Great complex investigation, while remaining romantic
The story is extremely well written, totally different from WL Knightly's previous series, but it's also a very good story. Here, the characters are of different ages and the heroes are young adults, which gives them both a certain inexperience and a lack of perspective at first, on what is happening around them. They experience and begin to get out of the torpor or problems in which they were or are still stuck until everything rocks.
The beginning seemed a little long to set up both the atmosphere and the characters, but the story is so dense in information that I understand the need, especially that the authors are used to well hide the suspects in the normality, and the atmosphere of a small town is perfect for that. This atmosphere seems full of secrets, investigations abandoned or not carried out in their terms in the past, pressures.

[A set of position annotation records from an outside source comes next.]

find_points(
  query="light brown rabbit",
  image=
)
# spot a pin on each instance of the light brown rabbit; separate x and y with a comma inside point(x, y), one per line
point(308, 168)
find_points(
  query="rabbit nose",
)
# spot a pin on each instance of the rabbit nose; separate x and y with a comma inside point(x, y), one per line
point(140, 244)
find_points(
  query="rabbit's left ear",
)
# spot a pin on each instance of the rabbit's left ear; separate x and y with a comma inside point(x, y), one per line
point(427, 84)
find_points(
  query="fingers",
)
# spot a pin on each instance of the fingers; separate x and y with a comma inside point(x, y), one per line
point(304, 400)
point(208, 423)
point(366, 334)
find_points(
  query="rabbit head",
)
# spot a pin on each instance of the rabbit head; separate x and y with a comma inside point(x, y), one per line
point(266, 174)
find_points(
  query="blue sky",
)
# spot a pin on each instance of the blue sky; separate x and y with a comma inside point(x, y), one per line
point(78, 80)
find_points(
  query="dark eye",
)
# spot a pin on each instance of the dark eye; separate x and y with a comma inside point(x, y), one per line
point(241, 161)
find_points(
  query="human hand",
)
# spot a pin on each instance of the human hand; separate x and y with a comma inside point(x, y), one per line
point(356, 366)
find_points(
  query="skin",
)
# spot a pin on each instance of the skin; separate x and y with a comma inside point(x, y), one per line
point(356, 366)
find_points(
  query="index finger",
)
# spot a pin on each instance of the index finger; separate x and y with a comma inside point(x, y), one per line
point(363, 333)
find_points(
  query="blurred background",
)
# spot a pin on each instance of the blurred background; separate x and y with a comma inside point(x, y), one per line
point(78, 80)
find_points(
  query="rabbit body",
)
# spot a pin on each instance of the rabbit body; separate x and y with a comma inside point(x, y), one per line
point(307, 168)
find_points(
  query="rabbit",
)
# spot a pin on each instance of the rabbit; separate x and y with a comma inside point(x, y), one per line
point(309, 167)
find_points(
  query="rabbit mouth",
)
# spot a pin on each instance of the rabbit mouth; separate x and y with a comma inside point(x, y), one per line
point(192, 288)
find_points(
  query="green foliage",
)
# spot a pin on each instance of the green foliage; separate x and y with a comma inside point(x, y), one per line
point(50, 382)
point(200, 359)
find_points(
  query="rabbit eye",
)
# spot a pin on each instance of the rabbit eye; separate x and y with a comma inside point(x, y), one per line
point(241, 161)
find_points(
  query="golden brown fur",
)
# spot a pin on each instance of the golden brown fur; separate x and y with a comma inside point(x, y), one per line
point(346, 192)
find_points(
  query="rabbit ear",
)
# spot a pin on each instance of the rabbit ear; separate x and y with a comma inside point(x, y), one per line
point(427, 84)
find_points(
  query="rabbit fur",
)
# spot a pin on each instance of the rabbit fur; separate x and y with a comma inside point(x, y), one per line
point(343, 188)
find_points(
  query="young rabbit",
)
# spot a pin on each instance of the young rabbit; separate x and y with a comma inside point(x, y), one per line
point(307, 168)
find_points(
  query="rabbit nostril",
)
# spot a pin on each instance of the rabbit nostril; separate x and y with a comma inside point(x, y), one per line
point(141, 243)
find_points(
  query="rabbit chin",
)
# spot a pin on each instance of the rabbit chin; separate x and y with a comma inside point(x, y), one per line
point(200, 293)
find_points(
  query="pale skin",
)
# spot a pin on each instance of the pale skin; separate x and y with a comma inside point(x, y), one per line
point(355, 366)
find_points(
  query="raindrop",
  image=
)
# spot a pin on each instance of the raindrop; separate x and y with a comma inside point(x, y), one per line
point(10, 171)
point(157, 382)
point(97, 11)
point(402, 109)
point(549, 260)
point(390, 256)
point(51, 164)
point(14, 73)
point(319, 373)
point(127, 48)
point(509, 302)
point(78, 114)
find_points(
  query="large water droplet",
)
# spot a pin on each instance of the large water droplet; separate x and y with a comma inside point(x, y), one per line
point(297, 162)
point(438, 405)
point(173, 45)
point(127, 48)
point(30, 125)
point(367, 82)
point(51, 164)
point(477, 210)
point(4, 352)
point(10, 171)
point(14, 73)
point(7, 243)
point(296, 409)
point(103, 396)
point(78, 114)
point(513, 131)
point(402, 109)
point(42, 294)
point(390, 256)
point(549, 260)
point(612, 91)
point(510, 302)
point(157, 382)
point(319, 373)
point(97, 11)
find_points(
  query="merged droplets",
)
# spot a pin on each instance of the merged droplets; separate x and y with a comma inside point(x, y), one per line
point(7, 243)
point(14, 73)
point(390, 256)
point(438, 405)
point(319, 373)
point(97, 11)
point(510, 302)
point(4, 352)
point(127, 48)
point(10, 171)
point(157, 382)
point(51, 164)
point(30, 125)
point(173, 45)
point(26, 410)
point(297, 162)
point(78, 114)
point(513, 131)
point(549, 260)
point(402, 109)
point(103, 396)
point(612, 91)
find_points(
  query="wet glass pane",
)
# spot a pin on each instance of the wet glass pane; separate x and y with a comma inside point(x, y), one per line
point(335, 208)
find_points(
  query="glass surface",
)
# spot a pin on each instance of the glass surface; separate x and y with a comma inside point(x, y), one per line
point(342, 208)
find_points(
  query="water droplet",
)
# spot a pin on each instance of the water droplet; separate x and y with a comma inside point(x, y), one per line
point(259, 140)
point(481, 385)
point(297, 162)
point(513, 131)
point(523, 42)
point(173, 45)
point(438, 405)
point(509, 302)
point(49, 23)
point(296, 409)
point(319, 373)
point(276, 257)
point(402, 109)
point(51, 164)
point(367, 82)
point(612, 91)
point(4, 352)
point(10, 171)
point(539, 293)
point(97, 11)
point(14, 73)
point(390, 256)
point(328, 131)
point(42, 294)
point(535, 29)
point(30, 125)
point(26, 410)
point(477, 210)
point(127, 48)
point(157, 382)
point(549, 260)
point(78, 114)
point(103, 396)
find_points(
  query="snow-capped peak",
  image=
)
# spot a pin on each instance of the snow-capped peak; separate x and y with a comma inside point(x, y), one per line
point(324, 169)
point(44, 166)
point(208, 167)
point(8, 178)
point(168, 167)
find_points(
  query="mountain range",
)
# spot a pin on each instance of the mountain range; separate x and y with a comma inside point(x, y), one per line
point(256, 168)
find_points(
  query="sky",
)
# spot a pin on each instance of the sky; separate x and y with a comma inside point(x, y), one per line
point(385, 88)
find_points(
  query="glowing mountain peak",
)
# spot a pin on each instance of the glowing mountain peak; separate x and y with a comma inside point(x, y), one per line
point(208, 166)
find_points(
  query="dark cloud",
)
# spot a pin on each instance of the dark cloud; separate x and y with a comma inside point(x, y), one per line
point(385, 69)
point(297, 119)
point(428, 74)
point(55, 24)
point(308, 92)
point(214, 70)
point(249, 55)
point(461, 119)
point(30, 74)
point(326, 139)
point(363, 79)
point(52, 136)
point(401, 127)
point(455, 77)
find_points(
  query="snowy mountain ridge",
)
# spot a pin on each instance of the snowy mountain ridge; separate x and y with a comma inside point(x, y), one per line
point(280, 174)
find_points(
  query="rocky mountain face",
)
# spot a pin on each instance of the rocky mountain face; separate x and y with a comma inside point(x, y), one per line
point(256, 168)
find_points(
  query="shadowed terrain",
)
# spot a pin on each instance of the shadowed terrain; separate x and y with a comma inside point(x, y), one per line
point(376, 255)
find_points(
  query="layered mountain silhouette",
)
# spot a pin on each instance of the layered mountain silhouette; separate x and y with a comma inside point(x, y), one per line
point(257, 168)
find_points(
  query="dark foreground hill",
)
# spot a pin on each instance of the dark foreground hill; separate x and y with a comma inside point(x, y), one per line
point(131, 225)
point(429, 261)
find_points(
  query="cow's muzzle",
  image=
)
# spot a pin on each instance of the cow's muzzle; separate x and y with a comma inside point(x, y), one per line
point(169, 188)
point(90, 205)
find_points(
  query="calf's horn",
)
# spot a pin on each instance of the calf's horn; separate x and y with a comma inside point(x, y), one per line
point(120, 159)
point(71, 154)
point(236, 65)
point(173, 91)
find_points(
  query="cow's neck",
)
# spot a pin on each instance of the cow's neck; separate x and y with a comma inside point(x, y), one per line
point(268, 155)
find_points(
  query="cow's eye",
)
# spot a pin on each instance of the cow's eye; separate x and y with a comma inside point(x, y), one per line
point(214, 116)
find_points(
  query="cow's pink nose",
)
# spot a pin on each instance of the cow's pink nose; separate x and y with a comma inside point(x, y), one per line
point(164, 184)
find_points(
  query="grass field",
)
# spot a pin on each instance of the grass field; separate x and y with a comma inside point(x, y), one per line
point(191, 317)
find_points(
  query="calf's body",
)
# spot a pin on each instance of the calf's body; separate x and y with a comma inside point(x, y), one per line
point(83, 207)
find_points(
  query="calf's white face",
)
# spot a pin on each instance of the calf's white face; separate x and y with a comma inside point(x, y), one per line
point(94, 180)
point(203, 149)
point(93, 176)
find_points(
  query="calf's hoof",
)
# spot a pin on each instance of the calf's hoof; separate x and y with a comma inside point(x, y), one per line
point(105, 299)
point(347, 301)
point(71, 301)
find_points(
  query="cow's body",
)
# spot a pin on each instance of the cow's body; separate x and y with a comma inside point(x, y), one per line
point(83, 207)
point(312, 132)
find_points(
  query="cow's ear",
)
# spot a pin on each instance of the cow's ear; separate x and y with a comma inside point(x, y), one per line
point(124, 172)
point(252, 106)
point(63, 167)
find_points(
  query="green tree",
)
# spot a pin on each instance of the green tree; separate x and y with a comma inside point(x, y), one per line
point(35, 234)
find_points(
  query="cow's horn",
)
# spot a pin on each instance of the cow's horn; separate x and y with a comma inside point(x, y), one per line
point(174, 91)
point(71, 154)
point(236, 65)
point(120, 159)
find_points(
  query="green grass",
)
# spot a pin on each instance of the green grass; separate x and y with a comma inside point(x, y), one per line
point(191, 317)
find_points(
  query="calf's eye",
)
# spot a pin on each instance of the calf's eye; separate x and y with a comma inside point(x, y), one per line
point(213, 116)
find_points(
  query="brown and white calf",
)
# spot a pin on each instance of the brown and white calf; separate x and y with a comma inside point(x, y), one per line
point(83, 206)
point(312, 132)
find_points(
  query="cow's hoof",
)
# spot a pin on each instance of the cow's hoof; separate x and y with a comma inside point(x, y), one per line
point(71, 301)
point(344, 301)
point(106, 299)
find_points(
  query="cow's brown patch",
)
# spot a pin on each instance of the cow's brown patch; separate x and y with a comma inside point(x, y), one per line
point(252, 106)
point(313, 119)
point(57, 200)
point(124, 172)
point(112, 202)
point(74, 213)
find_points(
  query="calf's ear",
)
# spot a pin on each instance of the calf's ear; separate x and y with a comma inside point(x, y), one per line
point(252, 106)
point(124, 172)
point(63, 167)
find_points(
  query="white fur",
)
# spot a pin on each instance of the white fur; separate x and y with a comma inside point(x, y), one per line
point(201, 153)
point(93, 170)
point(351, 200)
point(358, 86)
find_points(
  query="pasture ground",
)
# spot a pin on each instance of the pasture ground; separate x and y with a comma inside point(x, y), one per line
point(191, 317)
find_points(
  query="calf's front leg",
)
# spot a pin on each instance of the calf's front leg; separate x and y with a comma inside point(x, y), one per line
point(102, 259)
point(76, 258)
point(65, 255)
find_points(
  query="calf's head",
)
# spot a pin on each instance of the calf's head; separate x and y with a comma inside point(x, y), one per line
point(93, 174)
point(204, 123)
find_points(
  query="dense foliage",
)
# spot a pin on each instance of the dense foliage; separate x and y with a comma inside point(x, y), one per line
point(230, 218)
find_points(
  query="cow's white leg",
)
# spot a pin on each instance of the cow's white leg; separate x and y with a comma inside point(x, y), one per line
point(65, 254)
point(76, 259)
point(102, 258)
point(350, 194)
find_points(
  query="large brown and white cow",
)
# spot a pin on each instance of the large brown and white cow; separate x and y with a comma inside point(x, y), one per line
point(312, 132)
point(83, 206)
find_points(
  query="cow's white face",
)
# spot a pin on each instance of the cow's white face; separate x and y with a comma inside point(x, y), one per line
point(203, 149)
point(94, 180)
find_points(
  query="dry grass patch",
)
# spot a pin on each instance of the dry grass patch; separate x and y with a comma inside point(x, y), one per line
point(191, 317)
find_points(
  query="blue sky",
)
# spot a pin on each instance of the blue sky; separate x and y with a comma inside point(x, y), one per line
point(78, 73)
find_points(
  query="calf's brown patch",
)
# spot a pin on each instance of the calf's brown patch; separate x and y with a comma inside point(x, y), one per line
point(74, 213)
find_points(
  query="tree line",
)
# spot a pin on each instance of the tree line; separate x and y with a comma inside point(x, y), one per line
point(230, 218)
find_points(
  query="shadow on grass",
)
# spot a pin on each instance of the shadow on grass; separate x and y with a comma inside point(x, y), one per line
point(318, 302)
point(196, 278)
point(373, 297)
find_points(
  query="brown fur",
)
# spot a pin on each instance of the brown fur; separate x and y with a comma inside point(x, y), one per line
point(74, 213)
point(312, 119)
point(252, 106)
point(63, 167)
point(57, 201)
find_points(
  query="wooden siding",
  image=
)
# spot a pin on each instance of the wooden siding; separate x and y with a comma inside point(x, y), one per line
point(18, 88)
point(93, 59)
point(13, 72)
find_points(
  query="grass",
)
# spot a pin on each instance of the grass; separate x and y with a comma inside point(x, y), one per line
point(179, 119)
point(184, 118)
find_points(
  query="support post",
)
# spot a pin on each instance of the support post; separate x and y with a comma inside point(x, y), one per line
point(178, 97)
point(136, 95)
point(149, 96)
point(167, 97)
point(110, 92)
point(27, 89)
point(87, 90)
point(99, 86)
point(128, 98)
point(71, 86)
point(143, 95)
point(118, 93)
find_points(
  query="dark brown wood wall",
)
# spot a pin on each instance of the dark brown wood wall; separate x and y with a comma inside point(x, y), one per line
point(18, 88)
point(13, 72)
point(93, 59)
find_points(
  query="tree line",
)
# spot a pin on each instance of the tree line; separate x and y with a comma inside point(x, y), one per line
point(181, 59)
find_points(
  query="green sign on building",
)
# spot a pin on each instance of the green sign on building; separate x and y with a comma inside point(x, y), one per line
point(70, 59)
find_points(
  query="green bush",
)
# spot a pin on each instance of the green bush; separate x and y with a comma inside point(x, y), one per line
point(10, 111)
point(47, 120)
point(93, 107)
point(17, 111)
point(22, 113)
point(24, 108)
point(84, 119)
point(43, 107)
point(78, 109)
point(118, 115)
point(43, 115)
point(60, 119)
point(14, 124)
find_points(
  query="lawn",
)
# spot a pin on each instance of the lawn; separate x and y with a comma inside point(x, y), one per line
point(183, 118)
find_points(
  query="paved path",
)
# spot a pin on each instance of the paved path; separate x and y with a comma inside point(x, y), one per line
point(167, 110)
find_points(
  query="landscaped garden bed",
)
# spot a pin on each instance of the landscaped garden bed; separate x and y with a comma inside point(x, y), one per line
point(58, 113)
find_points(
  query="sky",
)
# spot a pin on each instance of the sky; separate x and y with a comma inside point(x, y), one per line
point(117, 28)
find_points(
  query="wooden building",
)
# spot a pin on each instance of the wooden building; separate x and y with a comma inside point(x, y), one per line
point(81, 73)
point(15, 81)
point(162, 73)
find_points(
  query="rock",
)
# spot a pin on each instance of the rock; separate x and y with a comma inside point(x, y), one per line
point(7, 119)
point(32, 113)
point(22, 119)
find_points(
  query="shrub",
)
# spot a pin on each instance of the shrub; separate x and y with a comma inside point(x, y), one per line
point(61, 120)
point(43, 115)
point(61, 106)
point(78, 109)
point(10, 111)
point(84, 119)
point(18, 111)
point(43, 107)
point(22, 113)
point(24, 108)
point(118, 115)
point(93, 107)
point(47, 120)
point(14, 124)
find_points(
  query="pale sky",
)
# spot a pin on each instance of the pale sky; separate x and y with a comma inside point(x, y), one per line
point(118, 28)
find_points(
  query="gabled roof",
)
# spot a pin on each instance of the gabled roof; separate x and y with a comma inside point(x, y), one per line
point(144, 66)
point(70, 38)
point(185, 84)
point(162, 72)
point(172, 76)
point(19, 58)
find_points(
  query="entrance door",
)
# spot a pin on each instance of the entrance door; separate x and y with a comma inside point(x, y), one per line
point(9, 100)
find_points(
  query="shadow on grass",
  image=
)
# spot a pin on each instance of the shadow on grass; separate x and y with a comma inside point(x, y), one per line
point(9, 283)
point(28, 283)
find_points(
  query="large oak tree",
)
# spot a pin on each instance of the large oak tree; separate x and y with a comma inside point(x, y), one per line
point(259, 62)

Suede wants to start again her studies in criminology that she left after the accident of her mother who disappeared (her car was found two years before in the water). His father-in-law Ted has also struggled with this disappearance. He is the detective of this sector and Suede wants to follow him in internship, in addition to her work of storage in the local newspaper, with Maggie who worked with her mother when she was a journalist.
Riley lives with his older brother who wants to become mayor, but is rather insupportable, irascible. He doesn't take care very well of the farm and the bed and breakfast that their parents had built. Yet his brother has a good reputation, when Riley has a very bad reputation despite his efforts.
Riley and Suede meet in a study group with their mutual friend Graham to work on a criminal report.
The study group has 6 people: Graham in pairs with Jenn, David with the unbearable Kara, and Riley with Suede.
During a geocaching outing, Jenn, Graham, Riley and Suede discover human bones over the cache's capsule: this is the beginning of a quest whose clues are scattered or by a killer or someone who seeks to denounce a crime.